Still stricken by that kiss, unsure how to explain the name, Pasquale simply pointed to the manuscript in her hand. “Him.”
She nodded and looked around again at the tiny village, at the rocks and cliffs around them. “Can I ask, Pasquale . . . what it’s like, living here?”
And this time he had no hesitation in coming up with the proper English word. “Lonely,” Pasquale said.
Pasquale’s father, Carlo, came from a long line of restaurateurs in Florence, and he had always assumed that his sons would follow him in the business. But his oldest, the dashing, jet-haired Roberto, dreamed of being a flier, and in the run-up to World War II he had dashed off to join the regia aeronautica. Roberto did indeed get to fly—three times before his rickety Saetta fighter stalled over North Africa and he fell from the sky like a shot bird. Vowing revenge, the Tursis’ other son, Guido, volunteered for the infantry, sending Carlo into a despairing rage: “If you truly want vengeance, forget the British and go kill the mechanic who let your brother fly that rusty bucket of shit.” But Guido was insistent, and he trucked off with the rest of the Eighth Army’s elite expeditionary force, sent by Mussolini as proof that Italy would do its part to help the Nazis invade Russia. (Bunnies off to eat a black bear, Carlo said.)

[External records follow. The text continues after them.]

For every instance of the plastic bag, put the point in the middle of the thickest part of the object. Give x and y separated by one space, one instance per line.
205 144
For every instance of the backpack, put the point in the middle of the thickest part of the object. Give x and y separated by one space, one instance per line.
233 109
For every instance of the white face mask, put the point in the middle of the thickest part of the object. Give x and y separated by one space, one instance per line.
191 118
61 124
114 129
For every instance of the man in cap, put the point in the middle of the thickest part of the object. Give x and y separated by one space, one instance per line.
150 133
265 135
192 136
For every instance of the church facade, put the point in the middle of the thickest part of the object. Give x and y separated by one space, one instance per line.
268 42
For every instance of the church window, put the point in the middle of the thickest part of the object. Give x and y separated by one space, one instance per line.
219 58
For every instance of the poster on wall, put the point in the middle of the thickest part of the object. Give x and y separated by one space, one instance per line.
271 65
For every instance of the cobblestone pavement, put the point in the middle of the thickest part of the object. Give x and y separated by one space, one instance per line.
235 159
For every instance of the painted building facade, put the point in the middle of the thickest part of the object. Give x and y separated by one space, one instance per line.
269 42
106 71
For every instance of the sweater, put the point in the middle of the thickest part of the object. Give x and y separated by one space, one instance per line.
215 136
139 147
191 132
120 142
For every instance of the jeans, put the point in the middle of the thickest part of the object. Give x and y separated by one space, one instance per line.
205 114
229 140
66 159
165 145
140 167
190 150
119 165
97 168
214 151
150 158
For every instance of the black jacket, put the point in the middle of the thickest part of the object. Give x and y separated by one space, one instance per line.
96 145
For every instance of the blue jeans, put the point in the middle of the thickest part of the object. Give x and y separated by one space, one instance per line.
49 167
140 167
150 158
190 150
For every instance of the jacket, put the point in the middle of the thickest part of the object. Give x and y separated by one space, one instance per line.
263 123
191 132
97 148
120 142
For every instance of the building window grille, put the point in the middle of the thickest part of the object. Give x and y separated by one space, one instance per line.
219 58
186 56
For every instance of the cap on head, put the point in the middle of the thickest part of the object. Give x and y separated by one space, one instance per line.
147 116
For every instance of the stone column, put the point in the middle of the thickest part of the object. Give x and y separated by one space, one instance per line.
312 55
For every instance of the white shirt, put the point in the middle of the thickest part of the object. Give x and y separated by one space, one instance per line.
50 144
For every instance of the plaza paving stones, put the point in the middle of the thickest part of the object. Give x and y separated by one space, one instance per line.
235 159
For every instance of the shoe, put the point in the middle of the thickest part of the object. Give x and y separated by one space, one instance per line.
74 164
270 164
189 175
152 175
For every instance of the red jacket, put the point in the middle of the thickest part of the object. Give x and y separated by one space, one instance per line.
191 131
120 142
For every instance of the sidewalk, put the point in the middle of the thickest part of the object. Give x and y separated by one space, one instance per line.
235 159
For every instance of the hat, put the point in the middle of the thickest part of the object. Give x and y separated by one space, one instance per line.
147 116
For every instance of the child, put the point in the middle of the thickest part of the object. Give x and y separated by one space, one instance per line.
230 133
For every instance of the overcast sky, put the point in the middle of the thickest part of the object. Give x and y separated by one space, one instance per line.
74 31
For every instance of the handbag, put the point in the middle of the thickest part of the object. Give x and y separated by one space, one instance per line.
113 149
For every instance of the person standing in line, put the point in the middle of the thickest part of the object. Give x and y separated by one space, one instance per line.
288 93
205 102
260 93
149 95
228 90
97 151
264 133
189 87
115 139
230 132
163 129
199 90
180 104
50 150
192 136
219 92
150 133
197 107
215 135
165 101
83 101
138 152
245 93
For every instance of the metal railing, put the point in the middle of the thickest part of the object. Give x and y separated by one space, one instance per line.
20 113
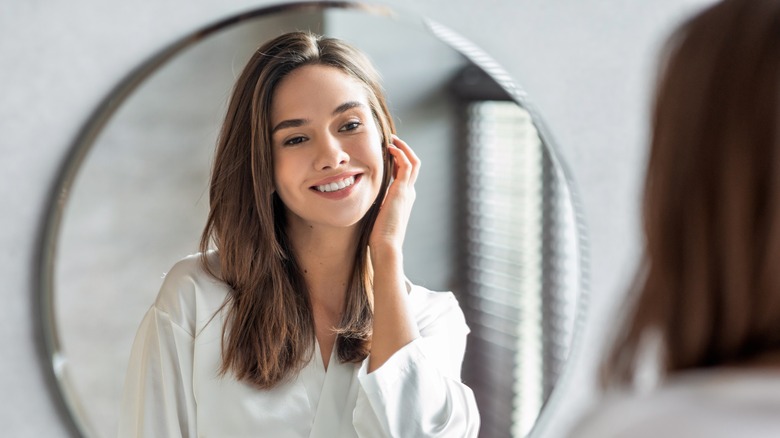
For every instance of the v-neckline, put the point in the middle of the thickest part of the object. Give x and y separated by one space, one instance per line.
319 357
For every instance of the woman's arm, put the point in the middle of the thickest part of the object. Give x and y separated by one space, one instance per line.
394 326
158 396
411 383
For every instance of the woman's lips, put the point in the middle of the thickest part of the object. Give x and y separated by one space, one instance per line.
338 189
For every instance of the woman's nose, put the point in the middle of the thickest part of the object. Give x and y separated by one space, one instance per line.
330 154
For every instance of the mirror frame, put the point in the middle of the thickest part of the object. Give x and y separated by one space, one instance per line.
52 358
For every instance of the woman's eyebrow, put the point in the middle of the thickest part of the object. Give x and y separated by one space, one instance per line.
297 123
346 106
292 123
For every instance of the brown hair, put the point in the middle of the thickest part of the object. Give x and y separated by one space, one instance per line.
269 329
710 278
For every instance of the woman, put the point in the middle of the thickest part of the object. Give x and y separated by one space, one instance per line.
301 323
709 288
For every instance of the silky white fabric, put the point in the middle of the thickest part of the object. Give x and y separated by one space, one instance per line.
172 388
717 403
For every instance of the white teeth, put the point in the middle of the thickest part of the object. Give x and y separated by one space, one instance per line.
332 187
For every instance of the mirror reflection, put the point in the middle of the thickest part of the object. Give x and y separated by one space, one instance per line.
493 220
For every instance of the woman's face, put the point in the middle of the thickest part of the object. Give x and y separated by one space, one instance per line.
326 147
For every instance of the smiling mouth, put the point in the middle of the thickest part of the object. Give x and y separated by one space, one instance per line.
336 186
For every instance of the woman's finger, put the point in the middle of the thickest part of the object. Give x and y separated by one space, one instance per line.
410 157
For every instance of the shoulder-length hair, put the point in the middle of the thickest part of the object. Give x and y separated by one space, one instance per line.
709 283
269 329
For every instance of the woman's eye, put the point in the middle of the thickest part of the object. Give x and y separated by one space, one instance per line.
294 141
351 126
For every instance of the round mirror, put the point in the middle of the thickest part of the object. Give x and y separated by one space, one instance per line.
494 219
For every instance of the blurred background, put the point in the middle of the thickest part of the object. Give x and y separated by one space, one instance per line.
586 65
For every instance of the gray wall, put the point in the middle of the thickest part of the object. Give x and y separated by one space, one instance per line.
587 64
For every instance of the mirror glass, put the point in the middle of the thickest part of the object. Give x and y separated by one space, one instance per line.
494 219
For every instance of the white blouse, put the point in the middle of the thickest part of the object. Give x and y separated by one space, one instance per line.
173 389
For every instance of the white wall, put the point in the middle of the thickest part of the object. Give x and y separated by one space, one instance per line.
586 64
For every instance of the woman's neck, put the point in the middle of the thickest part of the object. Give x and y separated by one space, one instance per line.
326 257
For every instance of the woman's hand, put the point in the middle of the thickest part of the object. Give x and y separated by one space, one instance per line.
394 325
390 226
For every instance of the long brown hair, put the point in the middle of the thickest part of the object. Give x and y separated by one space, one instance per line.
710 279
269 329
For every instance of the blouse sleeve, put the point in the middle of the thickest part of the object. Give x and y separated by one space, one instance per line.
418 391
158 399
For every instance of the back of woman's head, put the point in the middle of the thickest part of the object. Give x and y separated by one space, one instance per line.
710 282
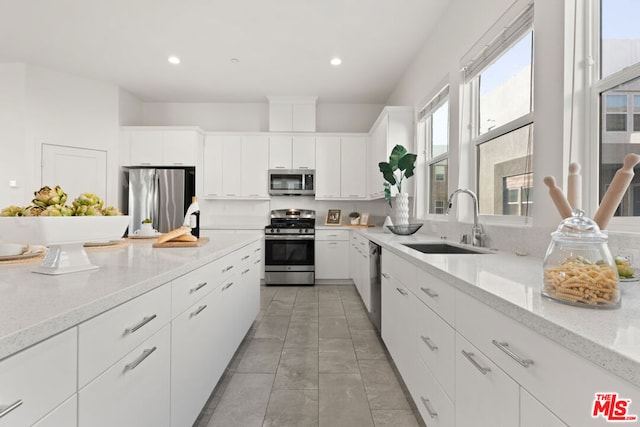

It was while comforting his wife over Roberto’s death that the forty-one-year-old Carlo had somehow mustered one last, good seed and passed it on to the thirty-nine-year-old Antonia. At first she disbelieved her condition, then assumed it was temporary (she’d been plagued by miscarriages after her first two). Then, as her belly ballooned, Antonia saw her wartime pregnancy as a sure sign from God that Guido would survive. She named her blue-eyed bambino miracolo Pasquale, Italian for Passover, to honor this deal with God—that the plague of violence sweeping the world would pass over the rest of her family.
But Guido died, too, shot through the throat in the icy meat-fields outside Stalingrad in the winter of ’42. His parents, now ruined by grief, wanted only to hide from the world, and to protect their miracle boy from such insanity. So Carlo sold his stake in the family business to some cousins and bought the tiny Pensione di San Pietro in the most remote place he could find, Porto Vergogna. And there they hid from the world.